The school launched the programme a month ago, letting parents attend classes separately from their children in a bid to improve the education results of the big local Roma population.
About 20 adults, many of them unemployed, are completing their high school diplomas at the school -- and, officials hope, motivating their children to finish their studies as well.
In some respects, Roma have melded into Spanish life, with the country's signature flamenco music and dance drawing heavily from their culture. But Spain's population of around 750,000 Roma still suffer social exclusion.
About four percent of all Roma still live in makeshift camps and their unemployment rate stood at 36 percent in 2011, high above the national average, according to the Roma Secretariat Foundation, which works to improve their living conditions.
The record in education -- an area that many experts believe is the key to pulling Roma out of poverty -- is especially poor.
Just over half of Spain's Roma have no formal education, and 8.6 percent are illiterate.
"There is a lack of family support. The majority of parents and grandparents have no education and have moved forward without it. For this reason they do not give it the importance that it deserves," said Monica Chamorro, the foundation's director for education programmes.
But with Spain struggling through a prolonged economic downturn since a property bubble burst in 2008, throwing millions out of work, this attitude appears to be slowly changing.

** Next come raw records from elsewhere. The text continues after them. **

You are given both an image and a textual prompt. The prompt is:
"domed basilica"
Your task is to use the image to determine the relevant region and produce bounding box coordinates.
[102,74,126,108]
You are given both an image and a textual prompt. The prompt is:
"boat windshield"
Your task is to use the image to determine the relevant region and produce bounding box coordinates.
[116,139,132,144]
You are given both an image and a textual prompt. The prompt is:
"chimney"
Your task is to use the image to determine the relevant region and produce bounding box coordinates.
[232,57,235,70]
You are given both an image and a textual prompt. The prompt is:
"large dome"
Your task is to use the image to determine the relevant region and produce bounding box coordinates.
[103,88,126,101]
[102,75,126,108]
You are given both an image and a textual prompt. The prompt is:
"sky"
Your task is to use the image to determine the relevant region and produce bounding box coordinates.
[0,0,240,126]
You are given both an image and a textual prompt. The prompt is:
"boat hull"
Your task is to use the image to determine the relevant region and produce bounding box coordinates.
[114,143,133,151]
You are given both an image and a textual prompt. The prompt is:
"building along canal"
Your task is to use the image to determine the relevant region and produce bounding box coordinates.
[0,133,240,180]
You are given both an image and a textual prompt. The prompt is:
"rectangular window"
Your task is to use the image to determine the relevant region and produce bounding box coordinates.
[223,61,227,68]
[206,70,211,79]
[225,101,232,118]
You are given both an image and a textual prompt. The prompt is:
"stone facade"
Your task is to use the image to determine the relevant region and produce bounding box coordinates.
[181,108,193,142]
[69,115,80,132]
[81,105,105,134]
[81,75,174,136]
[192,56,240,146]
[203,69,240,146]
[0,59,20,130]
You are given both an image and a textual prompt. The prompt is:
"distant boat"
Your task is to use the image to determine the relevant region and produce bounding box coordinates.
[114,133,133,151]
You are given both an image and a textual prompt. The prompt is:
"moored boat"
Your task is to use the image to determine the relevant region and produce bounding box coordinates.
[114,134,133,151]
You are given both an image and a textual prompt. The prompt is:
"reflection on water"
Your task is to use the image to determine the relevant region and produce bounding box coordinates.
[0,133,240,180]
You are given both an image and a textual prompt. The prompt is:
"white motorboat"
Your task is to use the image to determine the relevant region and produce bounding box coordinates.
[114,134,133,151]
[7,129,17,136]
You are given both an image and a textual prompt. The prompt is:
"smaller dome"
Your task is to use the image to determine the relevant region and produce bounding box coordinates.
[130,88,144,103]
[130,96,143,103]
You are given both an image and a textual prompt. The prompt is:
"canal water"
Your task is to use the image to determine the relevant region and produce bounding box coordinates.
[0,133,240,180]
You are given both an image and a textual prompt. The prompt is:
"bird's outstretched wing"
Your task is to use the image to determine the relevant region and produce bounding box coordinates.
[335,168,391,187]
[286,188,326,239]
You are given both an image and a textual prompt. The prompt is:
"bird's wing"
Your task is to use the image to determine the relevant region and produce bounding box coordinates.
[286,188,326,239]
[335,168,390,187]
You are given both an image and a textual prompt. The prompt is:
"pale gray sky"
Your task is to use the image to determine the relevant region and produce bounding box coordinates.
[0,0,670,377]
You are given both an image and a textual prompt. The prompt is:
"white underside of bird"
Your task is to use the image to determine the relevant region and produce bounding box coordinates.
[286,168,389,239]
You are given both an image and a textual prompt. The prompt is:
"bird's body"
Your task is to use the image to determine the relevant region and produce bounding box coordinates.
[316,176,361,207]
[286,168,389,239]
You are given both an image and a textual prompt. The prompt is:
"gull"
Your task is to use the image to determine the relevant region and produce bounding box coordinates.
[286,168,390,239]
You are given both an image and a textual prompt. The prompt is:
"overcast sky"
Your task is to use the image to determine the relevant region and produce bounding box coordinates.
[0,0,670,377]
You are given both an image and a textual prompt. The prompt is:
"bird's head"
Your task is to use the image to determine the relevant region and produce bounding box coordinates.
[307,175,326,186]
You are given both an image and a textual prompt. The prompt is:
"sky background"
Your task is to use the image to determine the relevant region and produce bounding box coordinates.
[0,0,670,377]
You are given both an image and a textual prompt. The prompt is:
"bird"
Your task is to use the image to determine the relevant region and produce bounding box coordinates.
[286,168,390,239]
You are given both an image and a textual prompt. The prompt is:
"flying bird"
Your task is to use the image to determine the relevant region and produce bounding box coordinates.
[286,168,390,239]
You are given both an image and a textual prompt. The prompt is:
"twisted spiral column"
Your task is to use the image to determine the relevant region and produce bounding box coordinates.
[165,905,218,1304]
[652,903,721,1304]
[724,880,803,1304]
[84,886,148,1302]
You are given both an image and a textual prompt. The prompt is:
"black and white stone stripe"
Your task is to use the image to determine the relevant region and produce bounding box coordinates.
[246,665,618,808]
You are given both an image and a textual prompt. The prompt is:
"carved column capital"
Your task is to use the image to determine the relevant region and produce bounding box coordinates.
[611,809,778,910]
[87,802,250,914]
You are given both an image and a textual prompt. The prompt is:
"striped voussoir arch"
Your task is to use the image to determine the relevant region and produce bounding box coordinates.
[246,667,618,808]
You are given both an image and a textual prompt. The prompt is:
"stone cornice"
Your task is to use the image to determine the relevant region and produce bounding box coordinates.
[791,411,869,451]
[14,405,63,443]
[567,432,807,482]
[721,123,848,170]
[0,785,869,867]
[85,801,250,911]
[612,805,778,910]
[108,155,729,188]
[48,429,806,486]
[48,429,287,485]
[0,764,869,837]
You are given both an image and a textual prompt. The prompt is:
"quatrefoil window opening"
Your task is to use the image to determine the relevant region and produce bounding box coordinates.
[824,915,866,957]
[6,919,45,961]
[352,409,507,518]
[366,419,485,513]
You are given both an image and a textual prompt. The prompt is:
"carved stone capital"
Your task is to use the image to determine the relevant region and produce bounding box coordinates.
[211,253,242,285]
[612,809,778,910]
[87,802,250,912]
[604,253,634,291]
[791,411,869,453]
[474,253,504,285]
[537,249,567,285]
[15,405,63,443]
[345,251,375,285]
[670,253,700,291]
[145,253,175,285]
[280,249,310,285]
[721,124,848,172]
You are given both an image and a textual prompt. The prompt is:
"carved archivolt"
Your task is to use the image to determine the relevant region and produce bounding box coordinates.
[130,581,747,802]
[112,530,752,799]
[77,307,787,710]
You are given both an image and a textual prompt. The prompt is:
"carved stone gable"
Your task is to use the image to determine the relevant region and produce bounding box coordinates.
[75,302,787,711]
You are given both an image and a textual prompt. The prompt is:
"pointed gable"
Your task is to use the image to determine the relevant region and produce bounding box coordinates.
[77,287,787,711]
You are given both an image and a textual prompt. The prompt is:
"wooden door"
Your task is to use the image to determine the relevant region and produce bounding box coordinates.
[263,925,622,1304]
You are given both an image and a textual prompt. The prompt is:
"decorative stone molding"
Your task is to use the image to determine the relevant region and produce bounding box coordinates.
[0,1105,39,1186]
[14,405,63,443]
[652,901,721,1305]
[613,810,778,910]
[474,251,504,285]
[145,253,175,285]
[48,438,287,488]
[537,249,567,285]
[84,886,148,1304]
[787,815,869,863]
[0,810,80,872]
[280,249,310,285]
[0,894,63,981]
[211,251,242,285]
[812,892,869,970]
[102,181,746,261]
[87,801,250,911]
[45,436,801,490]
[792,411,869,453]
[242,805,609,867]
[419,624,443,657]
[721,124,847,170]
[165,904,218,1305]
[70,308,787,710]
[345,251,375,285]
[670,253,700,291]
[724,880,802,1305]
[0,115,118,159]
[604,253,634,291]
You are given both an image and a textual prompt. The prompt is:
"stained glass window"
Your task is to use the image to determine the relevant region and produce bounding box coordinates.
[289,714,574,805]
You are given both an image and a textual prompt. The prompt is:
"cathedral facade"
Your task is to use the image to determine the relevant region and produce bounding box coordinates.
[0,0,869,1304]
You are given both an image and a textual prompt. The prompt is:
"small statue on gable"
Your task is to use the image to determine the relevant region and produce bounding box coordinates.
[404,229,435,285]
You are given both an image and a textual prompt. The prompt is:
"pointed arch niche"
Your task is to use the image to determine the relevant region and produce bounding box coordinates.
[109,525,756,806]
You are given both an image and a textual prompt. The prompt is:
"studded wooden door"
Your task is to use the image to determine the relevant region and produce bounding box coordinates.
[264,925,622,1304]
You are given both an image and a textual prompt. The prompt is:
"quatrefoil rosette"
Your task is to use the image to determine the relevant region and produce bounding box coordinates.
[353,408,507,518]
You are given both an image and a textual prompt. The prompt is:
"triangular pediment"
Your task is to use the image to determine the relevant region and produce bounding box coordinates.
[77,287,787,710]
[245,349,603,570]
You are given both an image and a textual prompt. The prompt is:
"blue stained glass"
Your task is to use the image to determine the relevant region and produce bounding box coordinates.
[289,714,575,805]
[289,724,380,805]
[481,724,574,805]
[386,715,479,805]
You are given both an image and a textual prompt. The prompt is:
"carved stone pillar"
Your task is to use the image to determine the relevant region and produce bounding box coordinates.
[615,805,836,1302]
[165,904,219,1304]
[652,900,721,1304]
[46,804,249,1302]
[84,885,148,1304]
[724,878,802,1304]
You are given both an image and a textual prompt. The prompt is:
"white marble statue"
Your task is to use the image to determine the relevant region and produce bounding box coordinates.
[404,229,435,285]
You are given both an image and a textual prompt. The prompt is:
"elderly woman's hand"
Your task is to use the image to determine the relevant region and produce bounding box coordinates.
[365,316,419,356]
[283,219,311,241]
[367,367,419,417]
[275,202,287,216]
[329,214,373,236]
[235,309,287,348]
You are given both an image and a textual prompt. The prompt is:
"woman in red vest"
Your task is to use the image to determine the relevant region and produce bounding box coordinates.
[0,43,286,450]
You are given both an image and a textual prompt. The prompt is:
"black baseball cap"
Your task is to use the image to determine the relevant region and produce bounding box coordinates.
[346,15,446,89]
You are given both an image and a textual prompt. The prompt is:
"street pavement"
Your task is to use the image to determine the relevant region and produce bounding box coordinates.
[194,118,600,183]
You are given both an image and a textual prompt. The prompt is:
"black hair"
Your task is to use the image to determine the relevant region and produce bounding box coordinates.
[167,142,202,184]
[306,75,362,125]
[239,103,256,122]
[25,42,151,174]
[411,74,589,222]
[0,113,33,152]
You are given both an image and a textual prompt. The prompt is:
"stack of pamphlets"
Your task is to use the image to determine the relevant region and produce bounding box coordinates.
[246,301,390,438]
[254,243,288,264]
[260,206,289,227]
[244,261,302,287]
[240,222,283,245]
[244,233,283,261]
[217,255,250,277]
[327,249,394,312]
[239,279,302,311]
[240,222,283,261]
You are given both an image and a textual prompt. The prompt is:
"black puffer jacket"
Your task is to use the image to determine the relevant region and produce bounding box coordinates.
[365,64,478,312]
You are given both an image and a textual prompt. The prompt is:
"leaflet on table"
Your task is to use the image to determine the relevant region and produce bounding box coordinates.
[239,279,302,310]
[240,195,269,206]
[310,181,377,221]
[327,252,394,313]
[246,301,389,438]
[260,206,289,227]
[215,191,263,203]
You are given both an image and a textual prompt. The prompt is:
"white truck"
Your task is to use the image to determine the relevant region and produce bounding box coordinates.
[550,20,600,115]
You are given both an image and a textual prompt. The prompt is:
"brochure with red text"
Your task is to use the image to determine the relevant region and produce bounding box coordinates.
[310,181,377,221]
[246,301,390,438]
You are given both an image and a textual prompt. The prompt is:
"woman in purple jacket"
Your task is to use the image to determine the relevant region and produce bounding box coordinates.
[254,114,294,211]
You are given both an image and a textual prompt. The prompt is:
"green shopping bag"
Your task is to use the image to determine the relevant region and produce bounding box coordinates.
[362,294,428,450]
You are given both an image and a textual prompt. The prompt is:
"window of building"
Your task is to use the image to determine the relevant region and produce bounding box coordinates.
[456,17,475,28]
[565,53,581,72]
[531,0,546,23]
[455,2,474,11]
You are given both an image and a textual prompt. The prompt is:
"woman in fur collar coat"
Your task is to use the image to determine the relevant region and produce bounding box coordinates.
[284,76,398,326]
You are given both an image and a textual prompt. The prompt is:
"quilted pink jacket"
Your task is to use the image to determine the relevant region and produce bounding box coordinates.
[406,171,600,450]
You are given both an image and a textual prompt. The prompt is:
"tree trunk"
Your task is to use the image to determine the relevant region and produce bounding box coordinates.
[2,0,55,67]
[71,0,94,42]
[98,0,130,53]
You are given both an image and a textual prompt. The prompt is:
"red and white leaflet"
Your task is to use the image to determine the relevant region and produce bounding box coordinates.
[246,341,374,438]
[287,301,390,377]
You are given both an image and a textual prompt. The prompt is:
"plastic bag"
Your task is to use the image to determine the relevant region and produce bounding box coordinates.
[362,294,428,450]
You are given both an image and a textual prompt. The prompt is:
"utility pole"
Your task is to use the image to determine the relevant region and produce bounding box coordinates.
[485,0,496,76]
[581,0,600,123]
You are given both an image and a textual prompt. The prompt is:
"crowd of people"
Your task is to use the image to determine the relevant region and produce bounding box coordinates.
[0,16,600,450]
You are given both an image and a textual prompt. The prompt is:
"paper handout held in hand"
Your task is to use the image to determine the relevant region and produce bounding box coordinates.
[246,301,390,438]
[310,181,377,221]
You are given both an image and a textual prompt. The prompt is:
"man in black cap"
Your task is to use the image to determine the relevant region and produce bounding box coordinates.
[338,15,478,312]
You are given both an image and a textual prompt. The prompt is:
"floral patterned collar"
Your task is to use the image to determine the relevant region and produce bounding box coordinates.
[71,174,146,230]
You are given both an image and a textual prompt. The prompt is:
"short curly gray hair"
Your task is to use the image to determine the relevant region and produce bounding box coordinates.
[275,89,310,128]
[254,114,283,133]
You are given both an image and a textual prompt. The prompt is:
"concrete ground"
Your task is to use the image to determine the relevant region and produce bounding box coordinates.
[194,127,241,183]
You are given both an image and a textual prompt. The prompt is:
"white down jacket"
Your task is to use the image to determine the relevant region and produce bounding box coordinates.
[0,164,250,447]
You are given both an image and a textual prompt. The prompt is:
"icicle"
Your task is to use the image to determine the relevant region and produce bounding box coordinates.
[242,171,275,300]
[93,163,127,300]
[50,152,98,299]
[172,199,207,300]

"Many families are realising that education is necessary and it can improve the lives of their children," said Chamorro.
The school had a high absenteeism rate before, but not anymore, said 31-year-old teacher Teresa Castaneda.
"Children did not see why they should go to school and their families showed no interest. Now they think: 'I do not want to be like my father, I do not want to return to school when I am older,' and they are more motivated," she said.
The school also provides courses in English and computer skills, as well as Spanish classes for those who can't read. Those are popular with immigrants and illiterate Roma women like Josefa Amador.
At the age of nine, Amador left school at her father's urging. Now a 34-year-old housewife, she can barely read and write -- so last year she signed up for literacy classes.
"At least now if my son has questions when he does his homework, I can help him a little bit. Before I could not even read his assignments," she said.